Abdul Hadi menganggap bahwa puisi sufi merupakan proyeksi dzikir, berbeda halnya dengan Kuntowijoyo dalam Muslim Tanpa Mesjid yang mengatakan puisi merupakan syiar Islam. Yang belakangan disebut cenderung eksoterik, dengan mengatakan bernada istifam: apakah karya seni akan membuat manusia menjadi taat? Belum tentu, seni hanya akan membangkitkan suasana penikmatnya dan membangkitkan perasaan menjadi manusia beragama. 

Abdul Hadi lebih esoterik dengan mengatakan puisi Islam sebagai proyeksi dzikir, untuk mengingat Allah. Kuntowijoyo berjalan keluar, sedangkan Abdul Hadi mencari tangga ke atas. Abdul Hadi menghadap pada Dzat dengan perjalanan wasil sedangkan Kuntowijoyo cenderung menganalisa sifat-sifat Allah melalui ciptaanNya. Keduanya bisa dilihat dari intensitasnya menulis fiksi. Yang satu puisi yang satu prosa. Yang satu lebih rajin menulis esai tentang karya sastra yang satu lagi suntuk dalam penulisan sosiologi.

Itu perlu dikemukakan sebagai perbedaan ideologi dari kedua tokoh Sastrawan Profetik meski boleh saja kita mengatakan Abdul Hadi sebagai pelanjutnya.

Abdul Hadi kerap mengutip Hadist Qudsi:

"Aku Perbendaharaan tersembunyi, maka aku mencipta supaya Aku dikenal."

Sebagai penyangganya diutarakan hadits lain:

"Karena engkau ya Muhammad Aku menciptakan dunia."
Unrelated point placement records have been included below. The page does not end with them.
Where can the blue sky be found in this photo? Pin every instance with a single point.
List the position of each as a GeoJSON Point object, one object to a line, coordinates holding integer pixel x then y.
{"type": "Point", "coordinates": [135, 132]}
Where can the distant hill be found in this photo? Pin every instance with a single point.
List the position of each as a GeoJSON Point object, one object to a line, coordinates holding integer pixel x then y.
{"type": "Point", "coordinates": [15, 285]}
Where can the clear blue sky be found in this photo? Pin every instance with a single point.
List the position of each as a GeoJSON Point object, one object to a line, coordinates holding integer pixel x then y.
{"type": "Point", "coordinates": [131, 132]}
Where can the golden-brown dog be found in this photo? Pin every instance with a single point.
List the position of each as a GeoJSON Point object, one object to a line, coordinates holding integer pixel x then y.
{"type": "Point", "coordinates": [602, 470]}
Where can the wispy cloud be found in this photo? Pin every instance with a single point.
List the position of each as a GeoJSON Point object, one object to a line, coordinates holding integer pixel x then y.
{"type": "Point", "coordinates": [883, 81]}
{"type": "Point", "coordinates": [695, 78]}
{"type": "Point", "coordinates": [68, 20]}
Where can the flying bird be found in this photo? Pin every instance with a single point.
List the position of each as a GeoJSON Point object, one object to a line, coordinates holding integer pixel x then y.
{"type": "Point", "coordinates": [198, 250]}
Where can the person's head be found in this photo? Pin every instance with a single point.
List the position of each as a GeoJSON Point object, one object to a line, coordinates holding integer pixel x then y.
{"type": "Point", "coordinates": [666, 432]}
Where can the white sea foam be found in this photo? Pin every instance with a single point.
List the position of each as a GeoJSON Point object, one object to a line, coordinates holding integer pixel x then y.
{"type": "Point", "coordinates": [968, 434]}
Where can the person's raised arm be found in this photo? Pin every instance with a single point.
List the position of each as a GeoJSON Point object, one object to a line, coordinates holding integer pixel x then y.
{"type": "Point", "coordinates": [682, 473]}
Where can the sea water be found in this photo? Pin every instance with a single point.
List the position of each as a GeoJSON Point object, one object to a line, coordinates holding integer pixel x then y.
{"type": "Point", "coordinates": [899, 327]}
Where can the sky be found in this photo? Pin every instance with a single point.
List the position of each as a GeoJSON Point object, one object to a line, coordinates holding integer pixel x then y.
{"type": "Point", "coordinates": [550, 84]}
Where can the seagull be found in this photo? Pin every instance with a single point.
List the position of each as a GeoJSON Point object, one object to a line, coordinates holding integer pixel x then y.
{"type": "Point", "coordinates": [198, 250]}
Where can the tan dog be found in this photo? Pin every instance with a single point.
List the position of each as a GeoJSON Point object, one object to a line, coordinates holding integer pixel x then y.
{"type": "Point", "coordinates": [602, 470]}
Takwil beliau bernuansa Hakikat Al Muhammadiyah, a'lam kosmologis memberikan isyarat-isyarat Sang Pencinta sebagai bentuk keteraturan syariat, Abdul Hadi itu dari kalangan Islam puritan, ia memang dari Muhammadiyah, memang harusnya demikian, tapi jika membandingkan dengan sastrawan lain misalnya Syed Naquib Al Attas atau Ali Audah, keduanya lebih rasional, katakanlah Naquib yang afirmatif kepada istilah otoktoni, suatu budaya masyarakat nusantara yang sudah lebih dulu memiliki azas-azas keagamaan yang sejalan dengan agama baru, bahkan mengandung kepercayaan monoteisme, memungkinkan mudah menerima agama luar seperti Hindu, Budha dan Islam sendiri, memahami sinkretisme sebagai sebuah proses penerimaan yang terkoneksi dengan jiwa seni. Sikap seni orang melayu menurutnya merupakan suatu tapisan dalam menerima agama-agama luar menjadi lebih irasional (tata upacara semata). 

Syed tidak menjelaskan secara tegas hubungan otoktoni (buku Esai Islam dan Sejarah dalam Kebudayaan Melayu) dengan jiwa penerimaan seni orang Melayu saat itu. Yang keduanya justru terasa kontradiksi. Tapi Misi Syed jelas Islam adalah penyumbang jiwa rasionalitas orang Melayu.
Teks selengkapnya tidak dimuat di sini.